相続税路線価は、道路に面する標準的な宅地の 1 平方メートル当たりの価額(千円単位)で、国税庁が毎年 1 月 1 日時点の価額を 7 月に「財産評価基準書」として公表します(国税庁 No.4604)。賃貸を持つ大家にとって重要なのは、同じ土地でも自宅・更地・賃貸で相続税評価の起点が変わる点です。賃貸中の土地(貸家建付地)は借家権割合 30% 分などが控除され、さらに小規模宅地等の特例で 200㎡ まで 50% 減額の対象になり得ます。本記事は国税庁の公式情報をベースに仕組みを整理したもので、具体的な相続税額の判断は税理士への確認が前提です。
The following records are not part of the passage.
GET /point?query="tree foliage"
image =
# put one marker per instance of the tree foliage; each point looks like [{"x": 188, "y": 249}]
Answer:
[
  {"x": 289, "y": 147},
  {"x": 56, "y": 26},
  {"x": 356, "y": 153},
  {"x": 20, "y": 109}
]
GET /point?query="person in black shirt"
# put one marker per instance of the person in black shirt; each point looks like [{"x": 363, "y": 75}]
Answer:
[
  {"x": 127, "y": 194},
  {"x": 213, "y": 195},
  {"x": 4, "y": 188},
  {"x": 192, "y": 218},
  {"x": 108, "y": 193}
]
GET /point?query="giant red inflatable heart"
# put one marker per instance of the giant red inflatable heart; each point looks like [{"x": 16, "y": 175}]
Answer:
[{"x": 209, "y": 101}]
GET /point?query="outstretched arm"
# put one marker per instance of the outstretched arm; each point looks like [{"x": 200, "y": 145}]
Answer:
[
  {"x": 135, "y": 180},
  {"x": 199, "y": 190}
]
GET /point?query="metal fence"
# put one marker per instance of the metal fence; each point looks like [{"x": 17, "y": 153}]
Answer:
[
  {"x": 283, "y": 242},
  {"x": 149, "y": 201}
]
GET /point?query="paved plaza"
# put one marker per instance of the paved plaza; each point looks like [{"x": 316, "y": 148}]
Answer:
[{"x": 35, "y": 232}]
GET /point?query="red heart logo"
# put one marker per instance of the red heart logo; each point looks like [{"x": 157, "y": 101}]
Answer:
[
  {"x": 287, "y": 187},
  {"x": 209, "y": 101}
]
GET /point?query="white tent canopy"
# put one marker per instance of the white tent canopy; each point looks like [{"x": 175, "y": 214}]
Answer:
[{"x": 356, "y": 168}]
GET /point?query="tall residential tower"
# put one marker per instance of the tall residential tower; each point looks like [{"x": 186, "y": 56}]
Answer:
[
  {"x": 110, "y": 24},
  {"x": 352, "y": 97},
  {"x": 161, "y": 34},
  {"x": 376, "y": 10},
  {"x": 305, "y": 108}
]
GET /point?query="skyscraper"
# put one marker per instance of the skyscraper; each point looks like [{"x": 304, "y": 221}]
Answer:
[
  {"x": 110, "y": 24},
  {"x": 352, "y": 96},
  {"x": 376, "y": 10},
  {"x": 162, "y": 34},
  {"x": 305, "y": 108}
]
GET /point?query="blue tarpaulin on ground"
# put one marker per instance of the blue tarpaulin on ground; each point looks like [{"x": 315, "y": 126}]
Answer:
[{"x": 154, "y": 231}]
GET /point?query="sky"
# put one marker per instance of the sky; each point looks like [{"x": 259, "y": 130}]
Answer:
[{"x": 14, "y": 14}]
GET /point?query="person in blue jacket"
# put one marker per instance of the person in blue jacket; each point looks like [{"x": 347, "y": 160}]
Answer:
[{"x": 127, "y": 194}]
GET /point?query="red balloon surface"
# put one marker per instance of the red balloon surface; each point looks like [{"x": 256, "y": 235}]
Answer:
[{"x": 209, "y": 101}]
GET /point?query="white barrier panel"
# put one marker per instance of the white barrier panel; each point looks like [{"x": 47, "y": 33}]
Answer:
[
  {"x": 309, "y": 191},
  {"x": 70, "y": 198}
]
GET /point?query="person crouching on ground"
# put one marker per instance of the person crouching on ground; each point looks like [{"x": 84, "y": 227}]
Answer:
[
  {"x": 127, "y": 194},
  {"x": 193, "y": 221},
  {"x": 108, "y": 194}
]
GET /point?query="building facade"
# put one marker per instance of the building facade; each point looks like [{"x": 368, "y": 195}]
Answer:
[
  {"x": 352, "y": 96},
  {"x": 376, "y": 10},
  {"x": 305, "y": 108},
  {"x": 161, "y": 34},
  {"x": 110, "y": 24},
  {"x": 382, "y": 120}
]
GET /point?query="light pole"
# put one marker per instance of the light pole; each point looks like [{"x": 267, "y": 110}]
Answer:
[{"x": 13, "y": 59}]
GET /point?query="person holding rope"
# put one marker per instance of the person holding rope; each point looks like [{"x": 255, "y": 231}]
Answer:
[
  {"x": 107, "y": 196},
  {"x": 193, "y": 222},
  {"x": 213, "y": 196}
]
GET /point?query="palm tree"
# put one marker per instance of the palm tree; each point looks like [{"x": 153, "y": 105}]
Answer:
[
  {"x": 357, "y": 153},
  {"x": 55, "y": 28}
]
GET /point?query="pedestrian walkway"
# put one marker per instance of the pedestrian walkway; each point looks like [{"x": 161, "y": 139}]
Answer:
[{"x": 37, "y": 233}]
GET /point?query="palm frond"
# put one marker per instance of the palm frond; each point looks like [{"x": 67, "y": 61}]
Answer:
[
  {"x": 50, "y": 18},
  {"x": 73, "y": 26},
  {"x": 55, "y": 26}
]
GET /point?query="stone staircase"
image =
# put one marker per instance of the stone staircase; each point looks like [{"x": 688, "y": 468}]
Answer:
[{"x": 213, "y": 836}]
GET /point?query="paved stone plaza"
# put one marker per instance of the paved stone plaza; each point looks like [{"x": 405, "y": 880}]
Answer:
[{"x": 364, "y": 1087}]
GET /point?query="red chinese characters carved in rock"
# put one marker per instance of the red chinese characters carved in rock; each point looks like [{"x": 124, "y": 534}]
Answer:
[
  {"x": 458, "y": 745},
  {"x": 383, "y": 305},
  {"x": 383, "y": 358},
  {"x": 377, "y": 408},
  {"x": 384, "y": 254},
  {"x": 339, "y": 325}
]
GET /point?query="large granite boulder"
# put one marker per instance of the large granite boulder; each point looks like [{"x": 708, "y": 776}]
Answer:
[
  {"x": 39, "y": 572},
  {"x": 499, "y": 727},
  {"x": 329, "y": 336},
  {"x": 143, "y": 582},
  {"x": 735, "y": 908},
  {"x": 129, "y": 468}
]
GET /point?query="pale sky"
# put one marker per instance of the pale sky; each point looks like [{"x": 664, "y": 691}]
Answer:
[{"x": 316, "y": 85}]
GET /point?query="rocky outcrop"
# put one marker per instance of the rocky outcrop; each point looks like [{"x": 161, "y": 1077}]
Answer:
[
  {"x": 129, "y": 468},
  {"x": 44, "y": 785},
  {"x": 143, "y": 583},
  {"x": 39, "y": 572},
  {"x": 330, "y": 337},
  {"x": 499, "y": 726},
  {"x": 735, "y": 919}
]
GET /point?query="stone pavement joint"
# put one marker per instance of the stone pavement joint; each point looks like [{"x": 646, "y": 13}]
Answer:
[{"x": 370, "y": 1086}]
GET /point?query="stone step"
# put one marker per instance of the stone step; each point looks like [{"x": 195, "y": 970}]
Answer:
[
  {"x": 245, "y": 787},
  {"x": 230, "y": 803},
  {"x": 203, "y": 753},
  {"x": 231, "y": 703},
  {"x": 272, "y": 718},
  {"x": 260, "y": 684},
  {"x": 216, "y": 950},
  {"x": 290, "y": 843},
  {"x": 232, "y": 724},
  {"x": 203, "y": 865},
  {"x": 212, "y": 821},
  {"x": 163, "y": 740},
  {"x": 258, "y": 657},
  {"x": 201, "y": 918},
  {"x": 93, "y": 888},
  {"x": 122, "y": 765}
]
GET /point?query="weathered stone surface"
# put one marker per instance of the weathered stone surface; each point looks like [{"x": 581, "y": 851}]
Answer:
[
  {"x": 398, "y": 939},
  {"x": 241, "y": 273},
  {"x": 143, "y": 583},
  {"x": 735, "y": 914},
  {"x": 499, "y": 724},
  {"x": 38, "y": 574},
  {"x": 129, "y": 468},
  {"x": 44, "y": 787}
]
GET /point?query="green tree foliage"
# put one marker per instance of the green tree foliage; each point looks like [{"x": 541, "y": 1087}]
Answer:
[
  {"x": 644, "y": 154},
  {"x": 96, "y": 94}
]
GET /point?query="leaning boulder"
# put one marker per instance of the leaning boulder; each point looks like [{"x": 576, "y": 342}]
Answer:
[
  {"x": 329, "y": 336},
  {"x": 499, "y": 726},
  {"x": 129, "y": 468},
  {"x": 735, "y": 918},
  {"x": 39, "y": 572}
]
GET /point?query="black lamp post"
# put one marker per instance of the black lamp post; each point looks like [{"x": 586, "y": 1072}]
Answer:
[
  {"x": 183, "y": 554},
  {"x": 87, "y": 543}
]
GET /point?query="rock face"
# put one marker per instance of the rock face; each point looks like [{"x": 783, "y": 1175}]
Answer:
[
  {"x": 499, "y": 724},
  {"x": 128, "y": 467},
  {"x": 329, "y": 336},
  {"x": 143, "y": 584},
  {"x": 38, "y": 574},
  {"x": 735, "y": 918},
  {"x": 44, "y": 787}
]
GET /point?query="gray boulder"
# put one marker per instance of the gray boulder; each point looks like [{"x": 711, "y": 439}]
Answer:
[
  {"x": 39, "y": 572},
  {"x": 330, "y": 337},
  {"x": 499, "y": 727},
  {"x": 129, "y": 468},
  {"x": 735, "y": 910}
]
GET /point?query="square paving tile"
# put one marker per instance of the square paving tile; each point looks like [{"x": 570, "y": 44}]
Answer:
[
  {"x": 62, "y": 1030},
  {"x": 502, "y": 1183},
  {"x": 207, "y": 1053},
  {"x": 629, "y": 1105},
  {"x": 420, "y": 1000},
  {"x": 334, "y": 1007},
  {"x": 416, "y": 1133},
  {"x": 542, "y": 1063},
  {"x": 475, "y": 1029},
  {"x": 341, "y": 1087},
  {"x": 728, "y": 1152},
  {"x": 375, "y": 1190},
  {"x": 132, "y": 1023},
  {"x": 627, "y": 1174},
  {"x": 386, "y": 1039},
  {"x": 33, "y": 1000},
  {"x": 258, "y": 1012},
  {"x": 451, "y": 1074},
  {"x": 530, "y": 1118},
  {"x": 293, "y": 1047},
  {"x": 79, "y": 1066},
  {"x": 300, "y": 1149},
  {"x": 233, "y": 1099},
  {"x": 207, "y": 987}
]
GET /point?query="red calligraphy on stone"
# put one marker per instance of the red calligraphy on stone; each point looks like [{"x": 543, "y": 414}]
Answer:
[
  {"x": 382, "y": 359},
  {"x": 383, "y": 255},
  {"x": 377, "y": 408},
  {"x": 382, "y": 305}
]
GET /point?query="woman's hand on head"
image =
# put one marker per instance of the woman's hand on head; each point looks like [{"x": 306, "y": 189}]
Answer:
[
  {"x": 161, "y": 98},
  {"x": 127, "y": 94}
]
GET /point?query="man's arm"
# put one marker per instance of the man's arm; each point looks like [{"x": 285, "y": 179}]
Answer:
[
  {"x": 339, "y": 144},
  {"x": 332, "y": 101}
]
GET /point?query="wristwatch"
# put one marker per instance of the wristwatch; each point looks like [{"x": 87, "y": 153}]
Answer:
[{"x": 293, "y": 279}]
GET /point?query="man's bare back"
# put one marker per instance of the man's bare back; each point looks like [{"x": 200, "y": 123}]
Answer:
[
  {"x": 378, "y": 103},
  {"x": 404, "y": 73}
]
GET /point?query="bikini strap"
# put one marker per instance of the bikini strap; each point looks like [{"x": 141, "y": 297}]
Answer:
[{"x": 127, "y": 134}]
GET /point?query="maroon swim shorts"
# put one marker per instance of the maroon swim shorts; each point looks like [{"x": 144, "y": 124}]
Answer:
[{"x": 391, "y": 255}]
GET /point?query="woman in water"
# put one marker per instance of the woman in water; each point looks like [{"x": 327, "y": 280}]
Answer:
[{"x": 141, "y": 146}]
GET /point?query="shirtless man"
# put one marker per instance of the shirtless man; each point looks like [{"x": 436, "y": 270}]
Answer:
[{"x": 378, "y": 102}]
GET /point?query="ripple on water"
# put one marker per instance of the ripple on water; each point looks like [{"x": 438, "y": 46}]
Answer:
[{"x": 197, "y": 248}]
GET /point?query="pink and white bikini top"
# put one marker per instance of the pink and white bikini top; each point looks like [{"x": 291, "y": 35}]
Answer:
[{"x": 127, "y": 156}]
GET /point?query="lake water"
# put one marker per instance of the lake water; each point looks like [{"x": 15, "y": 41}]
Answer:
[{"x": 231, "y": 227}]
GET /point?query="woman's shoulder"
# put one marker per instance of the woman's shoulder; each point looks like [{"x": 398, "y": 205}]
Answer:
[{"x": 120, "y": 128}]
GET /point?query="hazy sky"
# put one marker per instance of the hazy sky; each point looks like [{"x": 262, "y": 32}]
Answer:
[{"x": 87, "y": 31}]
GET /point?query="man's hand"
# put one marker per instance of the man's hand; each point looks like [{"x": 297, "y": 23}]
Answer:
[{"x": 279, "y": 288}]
賃貸物件を持つ大家にとって「相続のとき、土地はいくらで評価されるのか」は避けて通れない論点です。ところが、路線価は「土地の値段」そのものではなく、評価の起点にすぎません。ここを取り違えると、対策の方向性を誤りかねません。
一般的な理解—路線価は「土地の値段」
相続税路線価は「その土地の相続税評価額を決める数字」と受け止められがちです。実際、国税庁は毎年、全国の民有地について土地評価の基準となる路線価等を定めて公開しており(国税庁 No.4604)、相続税・贈与税の申告ではこの数字が出発点になります。
路線価は千円単位で表示されます。路線価図で「300C」とあれば、1 平方メートル当たり 300,000 円を意味します(国税庁「路線価図の説明」)。数字の右のアルファベットは借地権割合を示す記号で、次のように定められています。
記号 | 借地権割合 |
|---|---|
A | 90% |
B | 80% |
C | 70% |
D | 60% |
E | 50% |
F | 40% |
G | 30% |
路線価は毎年 7 月に公表され、令和 7 年分は 2025 年 7 月に公開されました(国税庁「財産評価基準書」)。半世紀分の公示地価とは別に、相続税・贈与税の実務専用に整備される地価指標という位置づけです。

実態—評価の起点は「使われ方」で変わる
路線価はあくまで「標準的な宅地」の 1 平方メートル単価です。実際の相続税評価は、この路線価をその土地の形状に応じた奥行価格補正率などで補正し、地積(面積)を乗じて計算します(国税庁 No.4604)。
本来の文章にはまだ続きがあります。